CDF identifies a clear emergency in DF. It represents a condition of limb or life threatening that requires an immediate and multidisciplinary approach. Among diabetic foot teams the expression “time is tissue” is current. In fact only a careful evaluation with an early diagnosis allows a rapid treatment that can limit the extension of the infection and reduce the risk of loss of foot or limb.
Obviously the management of this clinical complexity requires a hospitalization in a specialized centre of reference.
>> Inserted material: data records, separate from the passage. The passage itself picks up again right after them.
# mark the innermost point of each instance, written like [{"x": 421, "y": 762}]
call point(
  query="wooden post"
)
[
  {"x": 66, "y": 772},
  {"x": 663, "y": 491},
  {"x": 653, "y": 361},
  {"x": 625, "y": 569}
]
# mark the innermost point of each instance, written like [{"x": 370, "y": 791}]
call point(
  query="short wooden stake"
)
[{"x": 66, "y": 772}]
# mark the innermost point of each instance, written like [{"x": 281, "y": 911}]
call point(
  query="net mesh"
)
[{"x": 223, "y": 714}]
Although there are not several data in literature that describe a right approach, it is well know that the treatment is defined by a surgical debridement to remove all infected tissues, an aggressive antibiotic therapy, initially a broad-spectrum regimen and after driven by microbiological results of analyzed tissues and revascularization in case of CLI. Moreover also general condition that could prevent the healing process need to be checked and treated.
When the acute phase and infection are treated, the lost tissue reconstruction can be performed by conventional or advanced medications, negative pressure therapy or dermal substitutes according to characteristics of the lesion and medical evaluation. It should be underlined that, even if a correct and immediate treatment allows optimal results in terms of limb salvage, the prevention is crucial to avoid the emergency conditions that imply a high risk of major amputation.